Ralph Lauren announced Tuesday that it will close its flagship store on Fifth Avenue and 55th Street, citing falling revenue and rising rents. As reported by the New York Times, the company, which opened this location in 2014, plans to reorganize by investing more in their online stores. Keeping afloat a business on New York City’s most expensive shopping strip is not a problem unique to Ralph Lauren; Kenneth Cole, Juicy Couture, and H&M have also recently closed their doors. Soaring rents, plus a drop in tourism, has lead to an increase in vacant space along Fifth Avenue.
While rents continue to skyrocket for a square foot of retail space on Fifth Avenue, with an average asking price almost $2,900 per square foot, these companies also have to deal with e-commerce and fewer tourists to spend money in their brick-and-mortar stores. According to the Times, “From 49th to 60th Streets, the availability rate of leases — one gauge of turnover — reached 15.9 percent at the end of last year, up from 6.1 percent five years earlier.” Plus, as 6sqft previously learned, New York City officials expected a drop in tourism from foreigners after President Trump first announced his travel ban, a decline for the first time in seven years. This could play a significant role in the city’s overall economy, as foreign tourists tend to spend more than domestic travelers.

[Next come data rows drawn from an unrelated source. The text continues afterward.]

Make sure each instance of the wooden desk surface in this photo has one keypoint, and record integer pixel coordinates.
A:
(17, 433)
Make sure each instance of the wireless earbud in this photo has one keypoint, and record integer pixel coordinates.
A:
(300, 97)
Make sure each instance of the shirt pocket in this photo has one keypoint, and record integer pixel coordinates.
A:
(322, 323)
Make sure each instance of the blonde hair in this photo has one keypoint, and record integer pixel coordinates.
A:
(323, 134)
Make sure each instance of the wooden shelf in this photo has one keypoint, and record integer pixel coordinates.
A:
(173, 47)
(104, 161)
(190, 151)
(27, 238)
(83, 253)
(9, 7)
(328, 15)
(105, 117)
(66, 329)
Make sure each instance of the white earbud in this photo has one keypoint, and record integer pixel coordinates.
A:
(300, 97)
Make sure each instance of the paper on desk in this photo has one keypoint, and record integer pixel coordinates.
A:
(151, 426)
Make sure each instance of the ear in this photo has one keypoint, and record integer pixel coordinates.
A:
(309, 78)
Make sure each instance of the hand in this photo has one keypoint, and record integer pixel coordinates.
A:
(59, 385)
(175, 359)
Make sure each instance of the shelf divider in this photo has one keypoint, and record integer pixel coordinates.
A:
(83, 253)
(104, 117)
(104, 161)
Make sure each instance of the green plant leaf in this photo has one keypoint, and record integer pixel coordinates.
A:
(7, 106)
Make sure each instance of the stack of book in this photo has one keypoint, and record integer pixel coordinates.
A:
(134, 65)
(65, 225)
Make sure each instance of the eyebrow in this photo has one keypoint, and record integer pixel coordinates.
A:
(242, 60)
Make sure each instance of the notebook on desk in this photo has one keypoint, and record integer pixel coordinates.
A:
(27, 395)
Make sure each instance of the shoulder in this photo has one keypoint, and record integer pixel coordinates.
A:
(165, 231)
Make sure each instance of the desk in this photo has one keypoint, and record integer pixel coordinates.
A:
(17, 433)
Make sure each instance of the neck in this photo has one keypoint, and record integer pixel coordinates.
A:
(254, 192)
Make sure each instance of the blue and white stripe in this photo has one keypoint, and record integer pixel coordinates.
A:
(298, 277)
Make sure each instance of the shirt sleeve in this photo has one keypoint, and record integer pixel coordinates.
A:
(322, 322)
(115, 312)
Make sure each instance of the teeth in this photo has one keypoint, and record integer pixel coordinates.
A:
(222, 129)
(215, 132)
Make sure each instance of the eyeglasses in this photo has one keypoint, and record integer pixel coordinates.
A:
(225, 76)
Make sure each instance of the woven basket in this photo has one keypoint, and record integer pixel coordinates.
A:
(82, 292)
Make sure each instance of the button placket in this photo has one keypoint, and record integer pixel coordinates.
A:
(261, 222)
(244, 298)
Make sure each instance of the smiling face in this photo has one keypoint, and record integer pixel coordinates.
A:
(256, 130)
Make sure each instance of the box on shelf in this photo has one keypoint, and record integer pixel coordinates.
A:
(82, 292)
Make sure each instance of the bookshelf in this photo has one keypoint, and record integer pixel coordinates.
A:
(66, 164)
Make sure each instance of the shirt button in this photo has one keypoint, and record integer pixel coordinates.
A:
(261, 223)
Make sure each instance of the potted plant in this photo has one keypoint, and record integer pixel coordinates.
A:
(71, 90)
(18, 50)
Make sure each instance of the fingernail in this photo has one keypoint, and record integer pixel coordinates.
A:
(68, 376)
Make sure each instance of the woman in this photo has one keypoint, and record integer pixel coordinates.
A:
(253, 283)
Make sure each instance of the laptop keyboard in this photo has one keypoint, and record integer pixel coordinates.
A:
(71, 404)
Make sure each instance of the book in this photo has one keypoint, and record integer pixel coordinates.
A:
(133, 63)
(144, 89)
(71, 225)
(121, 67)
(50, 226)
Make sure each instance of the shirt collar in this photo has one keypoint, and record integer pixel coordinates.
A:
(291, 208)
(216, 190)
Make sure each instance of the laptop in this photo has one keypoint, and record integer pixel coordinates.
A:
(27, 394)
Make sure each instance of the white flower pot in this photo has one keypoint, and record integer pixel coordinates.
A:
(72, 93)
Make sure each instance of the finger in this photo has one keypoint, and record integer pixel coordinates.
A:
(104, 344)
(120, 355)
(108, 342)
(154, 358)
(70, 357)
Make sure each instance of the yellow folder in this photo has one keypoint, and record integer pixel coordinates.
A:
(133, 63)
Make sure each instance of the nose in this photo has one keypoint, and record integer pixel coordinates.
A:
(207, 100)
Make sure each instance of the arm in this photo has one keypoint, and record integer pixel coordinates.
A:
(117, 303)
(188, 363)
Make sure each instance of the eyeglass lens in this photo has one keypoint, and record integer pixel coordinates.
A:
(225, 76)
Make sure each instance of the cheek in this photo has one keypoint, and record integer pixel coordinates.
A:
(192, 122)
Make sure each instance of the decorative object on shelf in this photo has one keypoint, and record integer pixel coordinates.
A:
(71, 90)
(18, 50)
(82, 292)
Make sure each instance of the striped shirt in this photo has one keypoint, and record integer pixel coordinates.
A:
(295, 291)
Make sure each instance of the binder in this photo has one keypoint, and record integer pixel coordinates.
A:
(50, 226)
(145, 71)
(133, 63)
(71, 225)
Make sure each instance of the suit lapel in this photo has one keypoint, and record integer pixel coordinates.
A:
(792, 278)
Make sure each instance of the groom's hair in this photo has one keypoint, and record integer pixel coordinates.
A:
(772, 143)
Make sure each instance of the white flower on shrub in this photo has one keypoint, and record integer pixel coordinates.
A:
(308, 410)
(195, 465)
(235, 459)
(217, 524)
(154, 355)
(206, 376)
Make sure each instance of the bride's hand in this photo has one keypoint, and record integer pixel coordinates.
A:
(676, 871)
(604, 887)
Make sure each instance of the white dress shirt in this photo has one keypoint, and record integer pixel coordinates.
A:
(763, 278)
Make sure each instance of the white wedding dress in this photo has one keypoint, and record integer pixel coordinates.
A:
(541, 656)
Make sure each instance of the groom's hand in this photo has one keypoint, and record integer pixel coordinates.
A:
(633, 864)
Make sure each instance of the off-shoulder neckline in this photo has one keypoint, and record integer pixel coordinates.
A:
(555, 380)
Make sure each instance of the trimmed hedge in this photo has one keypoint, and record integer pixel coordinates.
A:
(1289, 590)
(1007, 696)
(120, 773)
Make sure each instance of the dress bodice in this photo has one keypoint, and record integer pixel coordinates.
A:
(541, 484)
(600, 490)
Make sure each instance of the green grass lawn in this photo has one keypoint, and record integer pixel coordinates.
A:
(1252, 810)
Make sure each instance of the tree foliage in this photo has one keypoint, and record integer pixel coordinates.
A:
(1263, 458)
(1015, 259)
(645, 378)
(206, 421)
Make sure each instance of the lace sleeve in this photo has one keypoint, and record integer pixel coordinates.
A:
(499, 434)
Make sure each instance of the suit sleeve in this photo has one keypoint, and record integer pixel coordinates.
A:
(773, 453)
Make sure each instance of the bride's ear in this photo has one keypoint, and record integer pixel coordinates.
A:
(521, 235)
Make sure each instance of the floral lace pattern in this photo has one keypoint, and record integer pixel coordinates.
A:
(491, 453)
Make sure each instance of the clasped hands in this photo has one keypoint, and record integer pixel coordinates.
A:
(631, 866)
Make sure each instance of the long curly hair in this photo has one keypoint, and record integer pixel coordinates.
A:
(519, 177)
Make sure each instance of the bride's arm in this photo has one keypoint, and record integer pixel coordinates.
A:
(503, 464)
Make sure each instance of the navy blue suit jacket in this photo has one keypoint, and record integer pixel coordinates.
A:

Shares of Ralph Lauren fell nearly 4.5 percent, closing at $77.74 on Tuesday, the biggest same-day drop in two months. In the most recent quarter, Ralph Lauren’s total revenue fell more than 12 percent to $1.7 billion and the company has cut 1,000 jobs and also plans on closing 50 stores by the end of this fiscal year.
Closing the flagship store comes after an announcement in February that chief executive Stefan Larsson was leaving the company, due to “creative differences.” Larsson’s job included leading the company’s reinvention by focusing on more creative designs that would be produced faster. Ralph Lauren’s Polo store officially closes April 15, but its seven other stores in the city remain open.